In his tweet on February 28th, Yakovenko questioned the ignorance behind the discussion that votes are transactions. He explained that classic BFT consensus requires quadratic messaging overhead, meaning that the more nodes in the same quorum, the more messages the network has to handle. For instance, a 100 node network would handle around 10k messages per round, while Solana’s 3k node network handles 9 million messages, which is a lot.

One solution is to keep the quorum at 200 nodes, so the load stays under 40k messages. However, this approach has several security and performance tradeoffs, and subcommittee rotation requires consensus measured in seconds.

Solana’s approach is unique, as it wants to be fast and super secure. The 2800 node Solana quorum means that any 150 nodes that add up to 66% try to create an invalid state transition, or withhold data from the rest of the network, any of the remaining 2650 boxes will rapidly detect this. Security comes from the long tail of boxes that maintain a watchful eye on the majority, with the smallest staked validator adding as much security to the L1 as the largest staked one.

The reason why votes are implemented as transactions is that there must be a highly optimized pipeline to handle all those votes, as 9 million messages are a lot, and it’s only going to get bigger.
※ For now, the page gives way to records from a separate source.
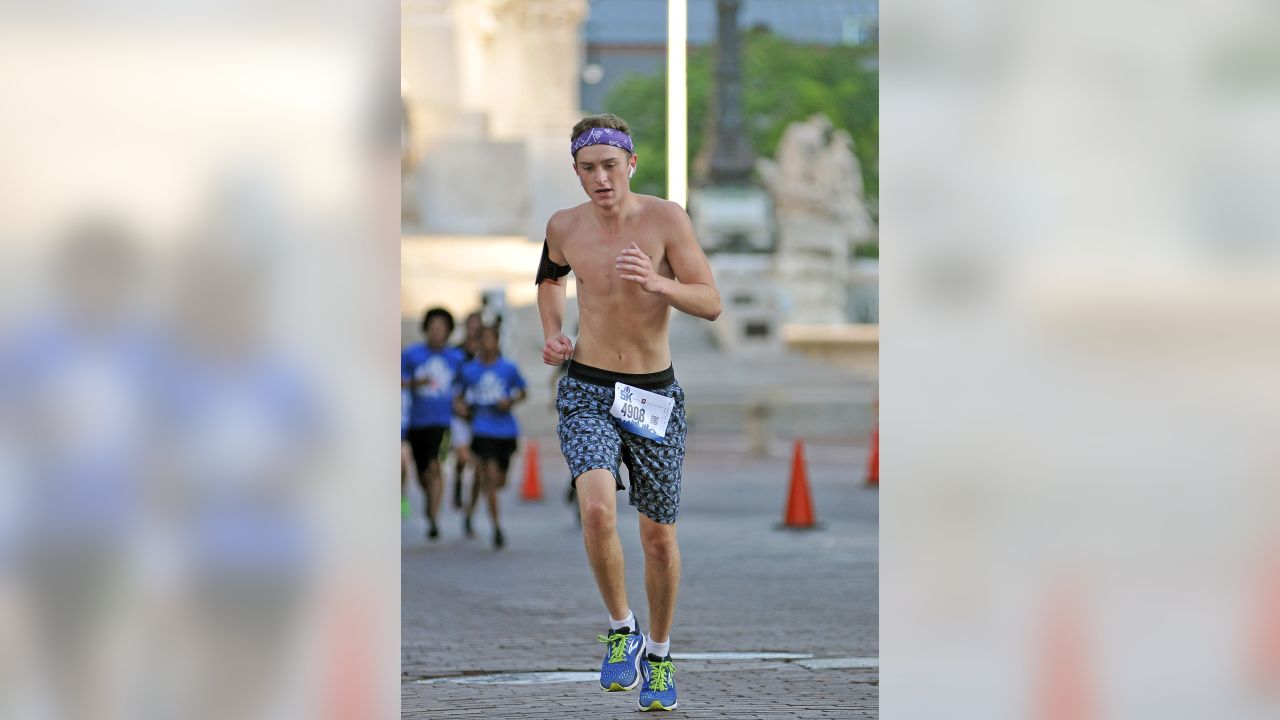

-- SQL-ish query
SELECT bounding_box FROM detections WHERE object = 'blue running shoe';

[596,626,645,691]
[638,653,677,711]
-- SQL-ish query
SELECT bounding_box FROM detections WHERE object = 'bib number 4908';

[620,403,645,423]
[609,382,674,442]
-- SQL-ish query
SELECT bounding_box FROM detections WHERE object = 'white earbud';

[629,166,635,179]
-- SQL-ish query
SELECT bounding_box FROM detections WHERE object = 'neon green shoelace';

[646,659,675,692]
[597,632,629,663]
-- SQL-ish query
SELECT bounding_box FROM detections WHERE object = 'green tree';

[605,29,878,203]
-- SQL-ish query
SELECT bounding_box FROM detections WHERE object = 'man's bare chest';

[565,234,666,291]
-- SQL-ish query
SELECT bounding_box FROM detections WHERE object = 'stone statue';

[759,114,875,248]
[758,114,877,323]
[816,127,876,246]
[758,115,827,213]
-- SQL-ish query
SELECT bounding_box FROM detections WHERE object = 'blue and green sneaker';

[638,653,677,711]
[596,626,645,691]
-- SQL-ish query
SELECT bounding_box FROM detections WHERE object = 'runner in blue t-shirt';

[454,324,527,549]
[449,311,484,511]
[402,307,466,540]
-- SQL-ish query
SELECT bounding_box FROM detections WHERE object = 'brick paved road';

[402,437,878,718]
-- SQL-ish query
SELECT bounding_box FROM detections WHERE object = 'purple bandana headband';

[570,127,634,157]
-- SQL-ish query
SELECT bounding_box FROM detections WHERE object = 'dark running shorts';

[406,425,448,477]
[556,361,687,525]
[471,435,518,473]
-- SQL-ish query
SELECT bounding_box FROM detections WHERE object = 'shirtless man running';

[537,113,720,712]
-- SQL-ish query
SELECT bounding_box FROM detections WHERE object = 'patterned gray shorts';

[556,362,687,524]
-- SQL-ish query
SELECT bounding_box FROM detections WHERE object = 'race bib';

[609,382,674,441]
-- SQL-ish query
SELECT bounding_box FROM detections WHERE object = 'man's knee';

[577,470,618,533]
[488,462,507,489]
[641,527,679,565]
[580,499,616,534]
[424,461,442,481]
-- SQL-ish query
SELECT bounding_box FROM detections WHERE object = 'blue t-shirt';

[0,317,160,539]
[457,357,526,439]
[402,343,465,428]
[156,351,320,573]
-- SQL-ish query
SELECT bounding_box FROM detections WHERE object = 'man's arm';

[537,213,575,365]
[538,275,566,339]
[495,368,528,412]
[452,394,470,419]
[615,202,721,321]
[495,388,527,412]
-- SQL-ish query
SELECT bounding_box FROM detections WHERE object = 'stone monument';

[758,114,876,324]
[401,0,588,239]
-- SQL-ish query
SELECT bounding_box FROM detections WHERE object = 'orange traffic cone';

[1249,550,1280,692]
[779,439,818,530]
[520,440,543,502]
[1034,587,1096,720]
[324,588,379,720]
[865,427,879,487]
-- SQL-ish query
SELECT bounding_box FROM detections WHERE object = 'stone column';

[403,0,588,237]
[487,0,587,139]
[453,0,501,116]
[487,0,589,239]
[401,0,462,153]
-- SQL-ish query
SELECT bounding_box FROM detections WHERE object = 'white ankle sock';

[646,635,670,658]
[609,611,635,633]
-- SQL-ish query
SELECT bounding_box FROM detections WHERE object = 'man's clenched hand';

[542,333,574,366]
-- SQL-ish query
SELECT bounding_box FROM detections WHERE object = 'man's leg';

[463,459,481,537]
[451,457,464,509]
[419,458,442,538]
[452,444,470,510]
[639,515,680,644]
[636,514,680,710]
[426,461,443,522]
[576,469,629,620]
[484,460,502,525]
[485,460,505,548]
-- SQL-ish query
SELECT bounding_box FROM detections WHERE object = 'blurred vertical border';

[883,0,1280,718]
[0,1,400,718]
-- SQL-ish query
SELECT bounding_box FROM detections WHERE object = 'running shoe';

[597,626,645,691]
[638,653,677,711]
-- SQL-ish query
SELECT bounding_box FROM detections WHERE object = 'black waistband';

[567,361,675,390]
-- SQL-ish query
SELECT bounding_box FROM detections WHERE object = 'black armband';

[535,239,572,285]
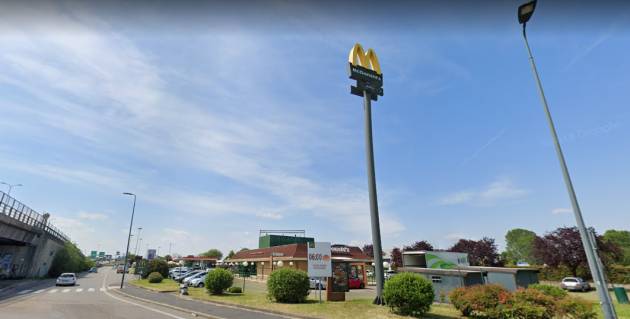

Every user state transition, an open book order, an orca swap, or a payment requires the same exact security, and each one of these messages must be propagated to all the 3000 nodes in the quorum; otherwise, there is no security.

For all messages that must be fully replicated to all nodes, Solana implements one highly optimized pipeline. Votes are not only counted as transactions but also implemented as transactions because there is no cheaper way to do it. If there were a cheaper way to get votes to all the nodes in the network, user transactions would also take the cheaper path.

Solana provides an exceptional level of security, high throughput, and low fees, all at the same time, because of its design. Other networks do not offer the same level of security or performance because their quorums are small, and consensus rounds are measured in seconds. Quorum size is limited by the data availability of the quorum, and votes are messages that are signed, atomically change state, need spam resistance, and are replicated consistently across all the nodes in the quorum.


In conclusion, Solana founder Anatoly Yakovenko’s recent explanation sheds light on the unique approach Solana takes to ensure security and performance in its blockchain. Despite facing criticism for outages, Yakovenko clarified that Solana’s high throughput and low fees are achieved through a design that relies on a large quorum and fast block times. This design ensures a high level of security by allowing any small minority of honest nodes to detect any nefarious activities on the network. Yakovenko’s explanation also highlights the challenges faced by proof of stake systems, particularly the high network communication required for validation. Overall, Solana’s approach stands out from other networks, providing an exceptional level of security and performance at the same time.